I believe the market will not bottom out before these levels are retested. If the support levels hold, that would be great; the issue would be resolved. If not, then I believe Bitcoin and Ethereum could drop to $20,000 and $1,300 due to liquidation. As for Bitcoin and Ethereum breaking below the 2017 ATH (which are $20,000 and $1,400 respectively), I don't even want to consider that scenario.
It is also possible that Bitcoin and Ethereum will not drop below $30,000 and $2,000 again, and the market will never develop as expected. In that case, the market would not have explicitly tested previous lows, which could become tricky. Depending on your ideological perspective on capital markets, you might look at one or more statistics such as: total open interest in contracts, net inflows of stablecoins to exchanges, asset sizes on specific exchanges, implied volatility versus actual volatility, etc.
One can imagine a scenario where Bitcoin and Ethereum hold the current trend channel's bottom when the Fed turns on the tap, but I am sure that is impossible. We must think more flexibly about which signals will instill confidence in us so that we can buy, buy, buy.
But as I write this article, the market is bottomless. The traditional market has not yet scared the Fed enough to stop inflation. In terms of price action, in my years of experience as a participant in the crypto capital market, sell-offs come in waves. Although this past weekend was brutal, it did not break the spirit of the bull market.

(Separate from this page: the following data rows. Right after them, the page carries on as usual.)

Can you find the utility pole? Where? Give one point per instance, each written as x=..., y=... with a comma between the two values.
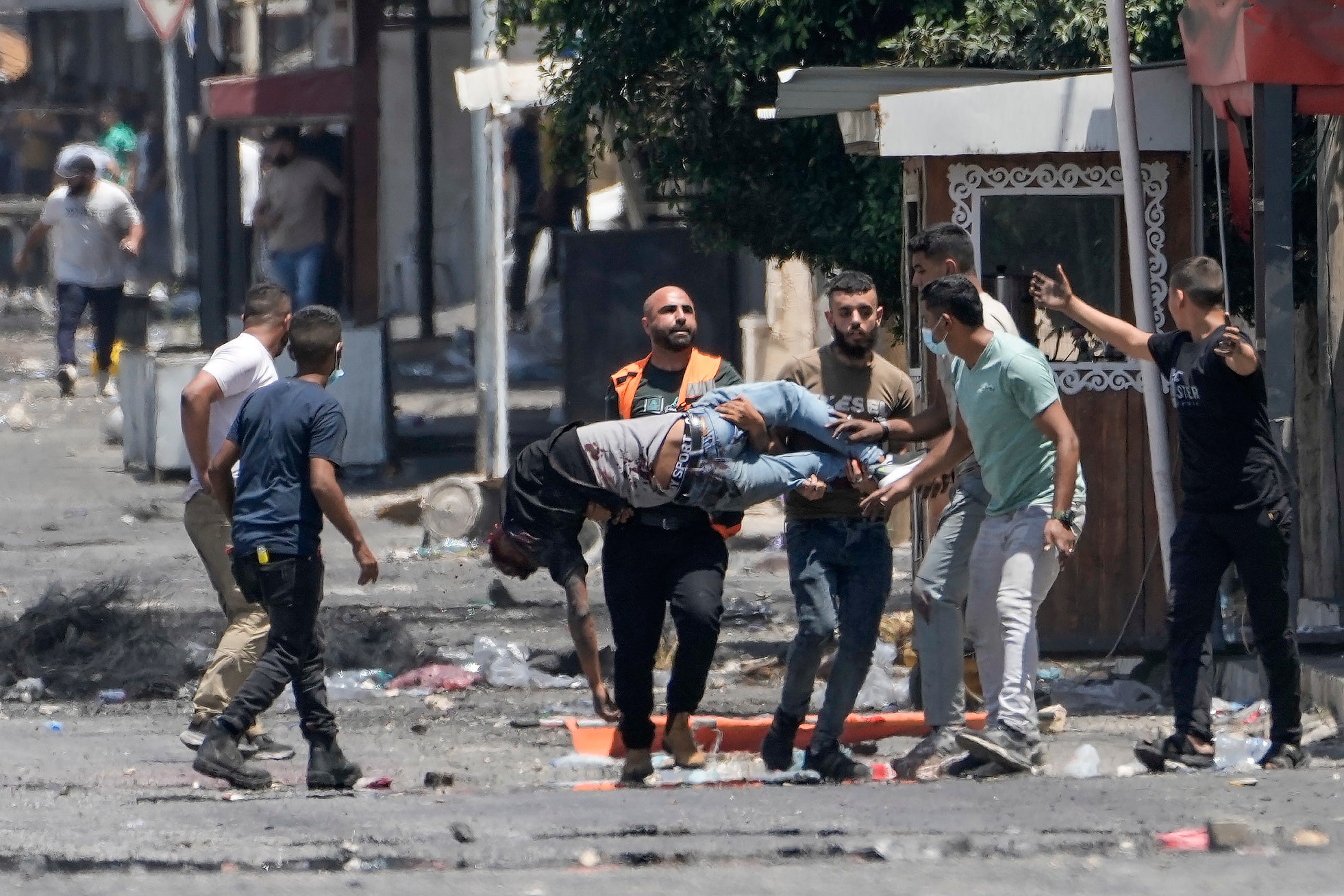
x=1155, y=408
x=488, y=207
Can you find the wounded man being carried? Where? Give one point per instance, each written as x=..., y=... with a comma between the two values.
x=704, y=457
x=711, y=457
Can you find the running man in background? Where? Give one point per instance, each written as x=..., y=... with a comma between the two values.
x=97, y=226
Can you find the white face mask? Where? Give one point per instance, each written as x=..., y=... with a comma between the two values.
x=937, y=348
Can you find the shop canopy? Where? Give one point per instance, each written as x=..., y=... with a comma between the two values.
x=1233, y=45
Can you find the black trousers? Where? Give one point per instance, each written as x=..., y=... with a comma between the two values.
x=645, y=569
x=290, y=588
x=1203, y=546
x=527, y=229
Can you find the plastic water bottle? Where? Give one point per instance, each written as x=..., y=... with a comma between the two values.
x=1086, y=763
x=1237, y=753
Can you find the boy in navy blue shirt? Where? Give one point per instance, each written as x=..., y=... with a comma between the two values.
x=286, y=443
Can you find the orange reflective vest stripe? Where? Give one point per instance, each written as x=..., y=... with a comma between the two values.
x=702, y=369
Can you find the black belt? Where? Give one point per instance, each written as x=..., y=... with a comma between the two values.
x=656, y=520
x=693, y=449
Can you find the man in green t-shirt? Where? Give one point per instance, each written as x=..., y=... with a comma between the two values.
x=121, y=142
x=1011, y=415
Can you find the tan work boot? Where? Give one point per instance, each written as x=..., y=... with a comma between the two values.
x=680, y=743
x=638, y=764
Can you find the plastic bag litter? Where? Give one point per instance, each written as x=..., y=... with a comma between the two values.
x=882, y=687
x=437, y=676
x=1085, y=763
x=347, y=682
x=1237, y=753
x=504, y=665
x=1120, y=695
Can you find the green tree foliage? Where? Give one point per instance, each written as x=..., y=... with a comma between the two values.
x=676, y=85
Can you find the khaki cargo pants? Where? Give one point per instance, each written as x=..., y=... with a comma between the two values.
x=245, y=638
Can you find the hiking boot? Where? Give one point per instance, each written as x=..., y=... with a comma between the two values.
x=836, y=764
x=679, y=742
x=1158, y=751
x=219, y=757
x=925, y=759
x=328, y=767
x=999, y=745
x=777, y=747
x=66, y=380
x=268, y=749
x=638, y=766
x=1285, y=756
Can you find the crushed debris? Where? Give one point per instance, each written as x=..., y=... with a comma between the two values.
x=82, y=641
x=369, y=638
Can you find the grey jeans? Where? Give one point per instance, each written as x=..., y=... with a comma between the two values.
x=1011, y=574
x=944, y=581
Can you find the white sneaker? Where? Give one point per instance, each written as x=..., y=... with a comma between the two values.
x=891, y=471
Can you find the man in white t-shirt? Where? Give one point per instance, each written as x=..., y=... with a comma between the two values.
x=96, y=225
x=209, y=408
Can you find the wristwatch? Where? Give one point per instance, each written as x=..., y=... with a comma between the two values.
x=1067, y=517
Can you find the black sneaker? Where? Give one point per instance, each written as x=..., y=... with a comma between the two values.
x=269, y=749
x=66, y=380
x=219, y=757
x=777, y=747
x=328, y=767
x=1001, y=745
x=1158, y=751
x=835, y=764
x=1284, y=756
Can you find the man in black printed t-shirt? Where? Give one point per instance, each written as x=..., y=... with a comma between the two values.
x=1237, y=504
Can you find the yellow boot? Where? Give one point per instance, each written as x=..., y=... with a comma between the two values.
x=680, y=743
x=638, y=764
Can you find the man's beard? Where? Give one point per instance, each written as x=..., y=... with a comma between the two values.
x=849, y=348
x=675, y=340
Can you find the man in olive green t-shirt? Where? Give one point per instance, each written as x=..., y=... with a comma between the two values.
x=839, y=562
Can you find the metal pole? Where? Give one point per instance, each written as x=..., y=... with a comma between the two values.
x=1272, y=203
x=1155, y=408
x=496, y=391
x=487, y=453
x=424, y=170
x=173, y=162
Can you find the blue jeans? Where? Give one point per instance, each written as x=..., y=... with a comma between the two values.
x=733, y=477
x=71, y=299
x=299, y=272
x=841, y=573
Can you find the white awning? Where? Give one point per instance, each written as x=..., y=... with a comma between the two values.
x=1058, y=114
x=827, y=90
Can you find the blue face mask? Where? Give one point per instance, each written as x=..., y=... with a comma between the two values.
x=937, y=348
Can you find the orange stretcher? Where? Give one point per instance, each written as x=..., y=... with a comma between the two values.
x=723, y=734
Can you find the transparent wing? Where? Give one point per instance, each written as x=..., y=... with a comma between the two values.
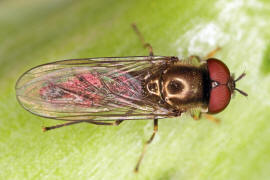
x=90, y=89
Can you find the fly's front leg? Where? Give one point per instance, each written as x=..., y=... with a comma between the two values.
x=145, y=44
x=60, y=125
x=209, y=55
x=146, y=144
x=201, y=115
x=115, y=123
x=212, y=53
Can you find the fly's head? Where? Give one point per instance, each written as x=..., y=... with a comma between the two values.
x=223, y=85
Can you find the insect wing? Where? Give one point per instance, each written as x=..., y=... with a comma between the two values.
x=89, y=89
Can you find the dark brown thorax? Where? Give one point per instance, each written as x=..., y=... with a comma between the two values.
x=180, y=86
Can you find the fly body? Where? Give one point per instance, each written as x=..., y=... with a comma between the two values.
x=108, y=91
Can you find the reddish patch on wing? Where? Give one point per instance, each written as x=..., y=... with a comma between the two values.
x=80, y=90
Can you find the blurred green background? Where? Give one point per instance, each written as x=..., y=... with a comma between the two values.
x=33, y=32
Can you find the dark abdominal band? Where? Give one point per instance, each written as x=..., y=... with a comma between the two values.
x=206, y=86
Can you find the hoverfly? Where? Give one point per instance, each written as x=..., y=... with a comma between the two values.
x=108, y=91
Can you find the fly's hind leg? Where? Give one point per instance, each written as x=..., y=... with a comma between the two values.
x=146, y=144
x=145, y=44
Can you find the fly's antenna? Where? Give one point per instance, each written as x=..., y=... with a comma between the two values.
x=240, y=77
x=237, y=79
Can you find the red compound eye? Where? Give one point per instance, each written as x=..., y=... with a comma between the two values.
x=220, y=95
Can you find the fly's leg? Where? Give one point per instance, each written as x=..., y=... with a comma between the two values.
x=209, y=55
x=44, y=129
x=212, y=53
x=146, y=144
x=211, y=118
x=207, y=116
x=115, y=123
x=145, y=44
x=196, y=57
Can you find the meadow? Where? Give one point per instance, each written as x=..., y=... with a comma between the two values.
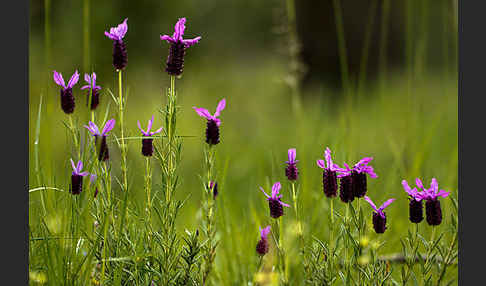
x=406, y=120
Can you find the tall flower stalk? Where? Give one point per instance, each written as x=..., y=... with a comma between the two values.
x=209, y=184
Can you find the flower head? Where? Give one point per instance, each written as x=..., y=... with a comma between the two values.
x=149, y=126
x=91, y=80
x=96, y=132
x=381, y=208
x=330, y=165
x=206, y=114
x=413, y=193
x=178, y=33
x=264, y=232
x=59, y=80
x=433, y=192
x=77, y=168
x=117, y=33
x=291, y=170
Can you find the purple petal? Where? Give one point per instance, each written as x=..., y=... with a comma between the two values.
x=220, y=107
x=371, y=203
x=264, y=192
x=275, y=189
x=73, y=165
x=203, y=112
x=108, y=126
x=157, y=131
x=179, y=29
x=149, y=126
x=139, y=127
x=79, y=167
x=74, y=79
x=419, y=184
x=284, y=204
x=327, y=156
x=264, y=232
x=191, y=42
x=291, y=154
x=385, y=204
x=58, y=79
x=169, y=39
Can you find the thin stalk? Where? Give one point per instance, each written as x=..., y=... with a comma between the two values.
x=121, y=105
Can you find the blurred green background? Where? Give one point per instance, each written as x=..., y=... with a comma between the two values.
x=386, y=89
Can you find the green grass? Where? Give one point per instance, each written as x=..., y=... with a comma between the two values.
x=408, y=134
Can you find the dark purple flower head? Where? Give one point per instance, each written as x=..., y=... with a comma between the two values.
x=76, y=186
x=67, y=98
x=178, y=33
x=149, y=126
x=96, y=132
x=212, y=129
x=118, y=33
x=120, y=57
x=177, y=49
x=77, y=168
x=92, y=90
x=433, y=192
x=291, y=170
x=329, y=175
x=274, y=203
x=413, y=193
x=330, y=165
x=91, y=82
x=381, y=208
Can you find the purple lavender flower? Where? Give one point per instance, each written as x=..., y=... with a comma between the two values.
x=433, y=212
x=67, y=98
x=358, y=174
x=177, y=49
x=291, y=171
x=77, y=178
x=346, y=193
x=92, y=180
x=262, y=245
x=92, y=89
x=147, y=146
x=415, y=205
x=212, y=129
x=214, y=187
x=102, y=147
x=379, y=216
x=117, y=34
x=274, y=203
x=329, y=176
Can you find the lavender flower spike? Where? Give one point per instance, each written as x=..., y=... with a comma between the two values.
x=329, y=175
x=67, y=98
x=379, y=216
x=291, y=171
x=92, y=89
x=147, y=143
x=102, y=147
x=77, y=178
x=212, y=129
x=415, y=205
x=119, y=48
x=433, y=210
x=274, y=203
x=177, y=49
x=262, y=245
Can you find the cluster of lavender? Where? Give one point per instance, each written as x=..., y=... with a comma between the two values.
x=353, y=184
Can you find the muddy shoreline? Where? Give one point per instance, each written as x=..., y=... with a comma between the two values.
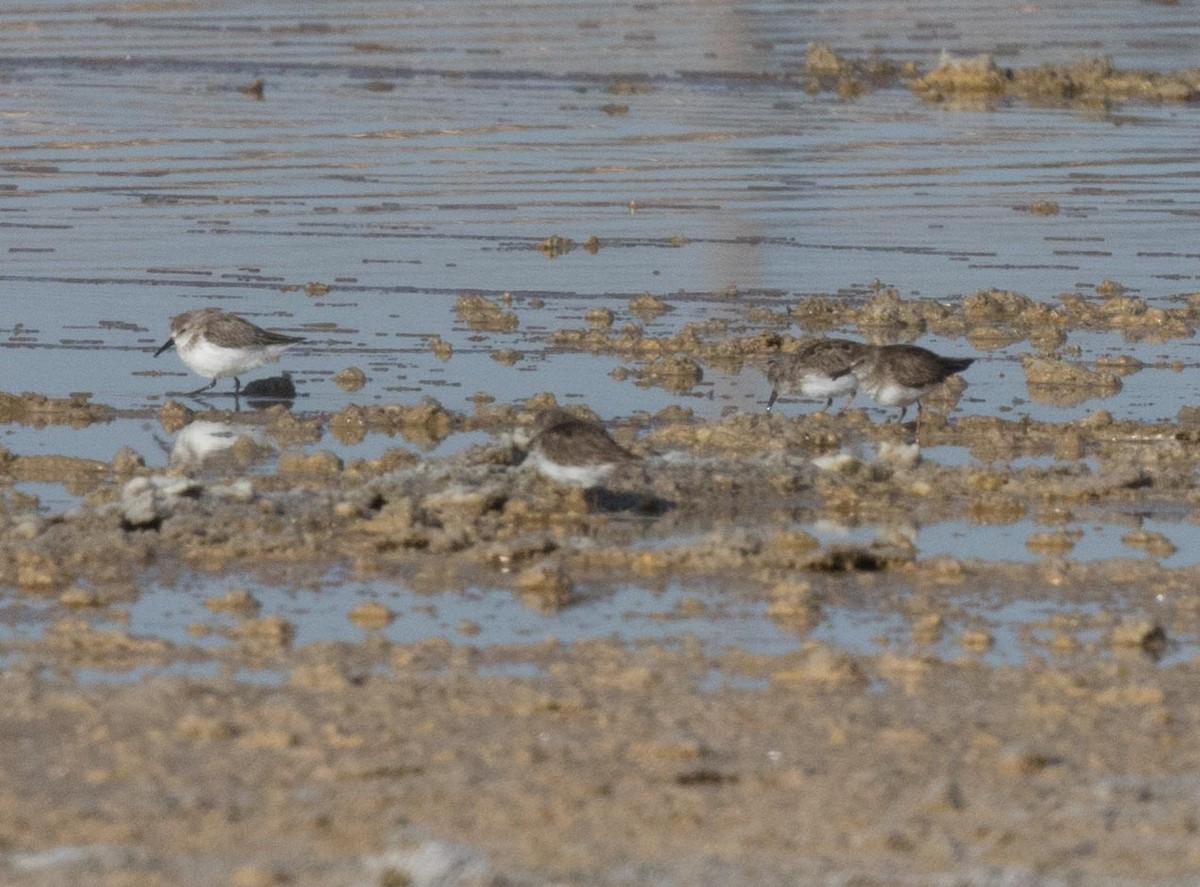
x=898, y=765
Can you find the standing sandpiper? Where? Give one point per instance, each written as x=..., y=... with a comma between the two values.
x=217, y=345
x=571, y=450
x=823, y=367
x=899, y=375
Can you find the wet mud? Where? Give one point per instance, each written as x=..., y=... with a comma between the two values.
x=600, y=741
x=336, y=630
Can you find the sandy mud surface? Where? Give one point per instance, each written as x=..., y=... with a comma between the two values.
x=915, y=759
x=335, y=631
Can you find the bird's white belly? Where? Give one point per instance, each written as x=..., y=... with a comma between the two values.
x=821, y=385
x=576, y=475
x=892, y=394
x=215, y=361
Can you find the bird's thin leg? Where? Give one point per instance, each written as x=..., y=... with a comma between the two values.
x=202, y=389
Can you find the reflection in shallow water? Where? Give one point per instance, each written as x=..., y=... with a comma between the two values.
x=220, y=447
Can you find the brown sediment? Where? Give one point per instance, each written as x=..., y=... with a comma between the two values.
x=975, y=81
x=627, y=755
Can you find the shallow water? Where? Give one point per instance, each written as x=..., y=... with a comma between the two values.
x=405, y=154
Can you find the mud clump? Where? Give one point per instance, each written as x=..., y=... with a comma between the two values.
x=1061, y=383
x=483, y=315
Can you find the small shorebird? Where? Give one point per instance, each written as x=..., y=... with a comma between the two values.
x=899, y=375
x=823, y=367
x=217, y=345
x=576, y=451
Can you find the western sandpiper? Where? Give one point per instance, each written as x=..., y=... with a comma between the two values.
x=823, y=367
x=217, y=345
x=576, y=451
x=899, y=375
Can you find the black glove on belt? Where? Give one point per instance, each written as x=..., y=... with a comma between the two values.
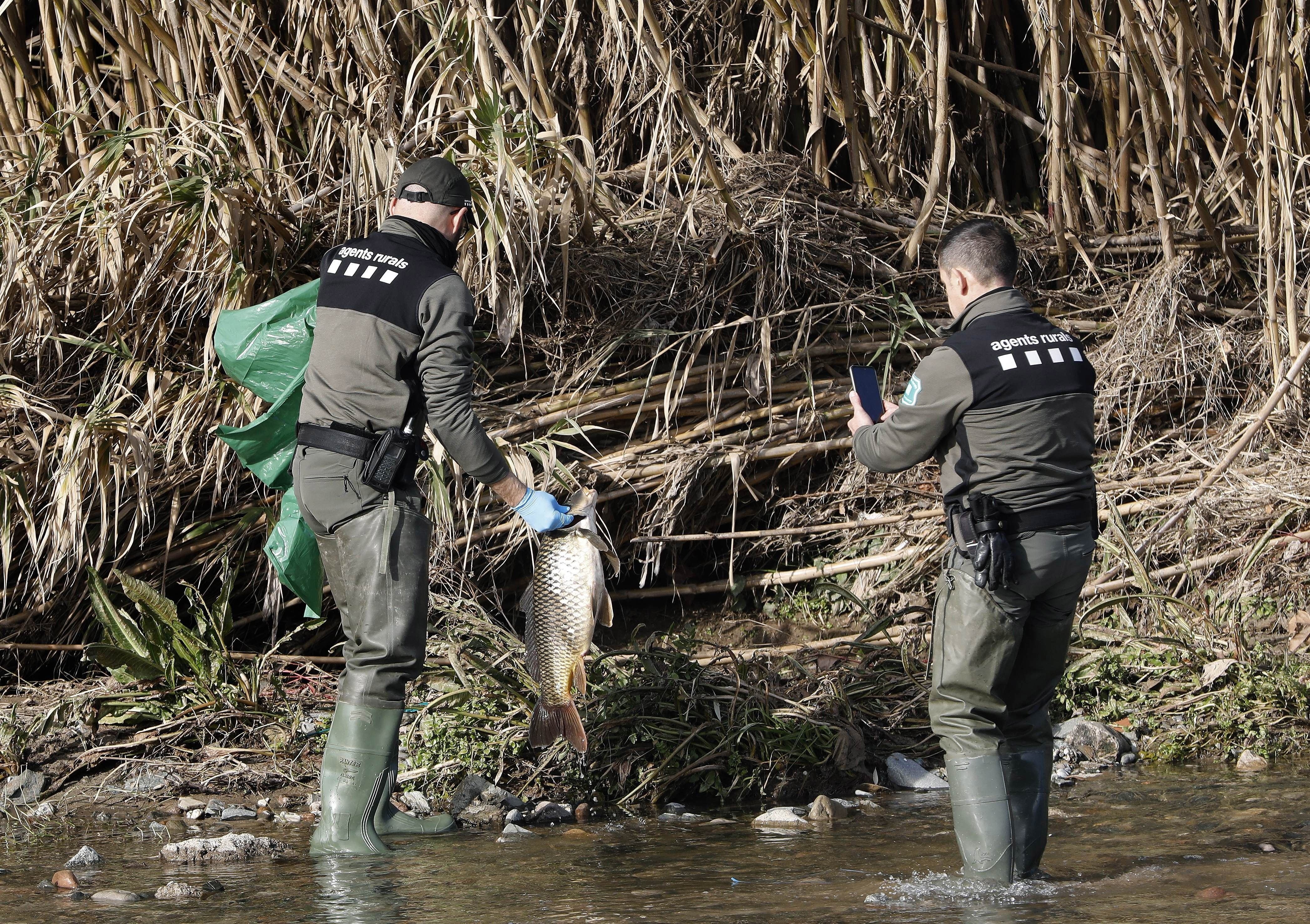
x=993, y=561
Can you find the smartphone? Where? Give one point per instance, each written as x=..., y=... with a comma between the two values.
x=865, y=379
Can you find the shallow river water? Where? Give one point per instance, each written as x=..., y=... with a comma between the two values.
x=1134, y=845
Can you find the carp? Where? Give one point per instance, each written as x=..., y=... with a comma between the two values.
x=562, y=605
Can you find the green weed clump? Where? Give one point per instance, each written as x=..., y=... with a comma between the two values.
x=659, y=724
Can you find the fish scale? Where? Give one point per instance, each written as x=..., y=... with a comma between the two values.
x=562, y=605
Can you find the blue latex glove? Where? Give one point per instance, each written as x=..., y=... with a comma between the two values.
x=543, y=512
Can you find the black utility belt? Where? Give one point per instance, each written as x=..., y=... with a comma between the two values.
x=1065, y=513
x=389, y=456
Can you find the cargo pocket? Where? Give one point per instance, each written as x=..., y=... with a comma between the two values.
x=328, y=487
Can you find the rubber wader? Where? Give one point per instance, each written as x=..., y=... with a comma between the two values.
x=375, y=553
x=980, y=809
x=358, y=774
x=1028, y=780
x=998, y=658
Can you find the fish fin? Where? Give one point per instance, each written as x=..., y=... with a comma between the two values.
x=598, y=541
x=530, y=659
x=551, y=723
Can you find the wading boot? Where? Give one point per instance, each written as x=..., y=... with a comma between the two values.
x=356, y=779
x=982, y=815
x=1028, y=780
x=389, y=820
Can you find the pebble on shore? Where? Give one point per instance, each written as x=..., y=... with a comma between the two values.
x=1252, y=762
x=230, y=847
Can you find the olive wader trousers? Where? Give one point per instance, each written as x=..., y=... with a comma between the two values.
x=998, y=658
x=375, y=552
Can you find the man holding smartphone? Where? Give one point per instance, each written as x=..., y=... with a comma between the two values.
x=1007, y=409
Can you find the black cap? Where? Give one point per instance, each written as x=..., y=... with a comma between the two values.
x=444, y=182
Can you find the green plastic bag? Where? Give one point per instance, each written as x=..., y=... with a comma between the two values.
x=294, y=553
x=267, y=349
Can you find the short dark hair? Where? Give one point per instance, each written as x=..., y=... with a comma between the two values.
x=982, y=246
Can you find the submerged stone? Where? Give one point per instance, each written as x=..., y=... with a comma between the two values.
x=907, y=774
x=84, y=858
x=114, y=897
x=179, y=891
x=784, y=816
x=228, y=849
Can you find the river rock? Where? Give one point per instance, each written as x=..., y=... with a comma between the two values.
x=1250, y=762
x=781, y=817
x=417, y=801
x=24, y=788
x=146, y=780
x=84, y=858
x=1094, y=741
x=228, y=849
x=823, y=809
x=179, y=891
x=547, y=813
x=514, y=833
x=907, y=774
x=114, y=897
x=480, y=815
x=480, y=788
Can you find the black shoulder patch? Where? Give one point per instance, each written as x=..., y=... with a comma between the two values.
x=379, y=275
x=1021, y=356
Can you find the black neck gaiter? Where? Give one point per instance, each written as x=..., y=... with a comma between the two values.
x=434, y=239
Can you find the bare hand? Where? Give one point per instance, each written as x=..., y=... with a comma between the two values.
x=860, y=417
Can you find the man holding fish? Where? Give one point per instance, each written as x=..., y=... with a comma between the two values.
x=1005, y=406
x=392, y=353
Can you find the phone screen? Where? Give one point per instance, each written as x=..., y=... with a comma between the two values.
x=865, y=379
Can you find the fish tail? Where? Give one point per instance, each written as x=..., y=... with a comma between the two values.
x=551, y=723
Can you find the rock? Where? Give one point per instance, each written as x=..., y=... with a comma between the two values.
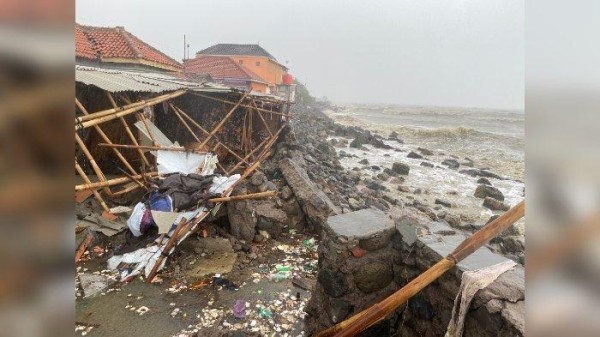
x=495, y=205
x=354, y=204
x=425, y=151
x=403, y=188
x=258, y=178
x=375, y=242
x=334, y=283
x=451, y=163
x=414, y=155
x=453, y=220
x=484, y=181
x=286, y=193
x=484, y=191
x=444, y=203
x=374, y=276
x=315, y=204
x=338, y=310
x=513, y=244
x=383, y=176
x=400, y=168
x=241, y=219
x=93, y=284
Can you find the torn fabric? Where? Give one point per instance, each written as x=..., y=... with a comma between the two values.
x=473, y=281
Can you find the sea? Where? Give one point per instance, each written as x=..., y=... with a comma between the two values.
x=491, y=138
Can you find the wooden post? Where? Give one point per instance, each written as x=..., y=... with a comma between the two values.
x=128, y=130
x=206, y=132
x=220, y=124
x=261, y=118
x=126, y=112
x=242, y=105
x=92, y=161
x=106, y=139
x=88, y=181
x=370, y=316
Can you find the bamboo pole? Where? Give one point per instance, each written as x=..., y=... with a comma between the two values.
x=150, y=148
x=371, y=315
x=259, y=195
x=128, y=130
x=112, y=182
x=106, y=139
x=262, y=118
x=92, y=161
x=206, y=132
x=242, y=105
x=222, y=122
x=88, y=181
x=166, y=250
x=128, y=111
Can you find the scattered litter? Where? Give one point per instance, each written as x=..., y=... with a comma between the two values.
x=120, y=209
x=223, y=282
x=239, y=309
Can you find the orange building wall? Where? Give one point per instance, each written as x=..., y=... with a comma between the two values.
x=267, y=70
x=260, y=87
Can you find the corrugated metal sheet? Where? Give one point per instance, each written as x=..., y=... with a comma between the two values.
x=115, y=80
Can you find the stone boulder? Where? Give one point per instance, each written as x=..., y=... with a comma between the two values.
x=495, y=205
x=400, y=168
x=315, y=204
x=484, y=191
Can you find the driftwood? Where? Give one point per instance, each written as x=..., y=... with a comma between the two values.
x=259, y=195
x=375, y=313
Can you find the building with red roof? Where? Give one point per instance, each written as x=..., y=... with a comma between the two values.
x=115, y=45
x=225, y=70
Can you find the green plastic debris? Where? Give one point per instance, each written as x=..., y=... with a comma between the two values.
x=309, y=243
x=265, y=313
x=281, y=268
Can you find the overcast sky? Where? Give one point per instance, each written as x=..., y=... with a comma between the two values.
x=419, y=52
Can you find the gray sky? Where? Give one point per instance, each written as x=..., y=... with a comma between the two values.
x=421, y=52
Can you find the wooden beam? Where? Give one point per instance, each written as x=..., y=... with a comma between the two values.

Remember, marginal sellers determine price. If their bond and stock portfolios are hit, those institutions holding a small amount of crypto assets will not hesitate to dump them. They have not yet started selling (they are off work on weekends), and the negative headlines from mainstream financial media have not provided the confirmation bias these sellers need to cope with the downside volatility of crypto assets. Correlation is coming, but it has not yet arrived. If the S&P 500 and Nasdaq continue to decline at the end of the quarter, be careful; is it tied to a pillar with an Hermès tie, or nailed to the ground with Louboutin high heels…
Sell the soaring assets to avoid further declines.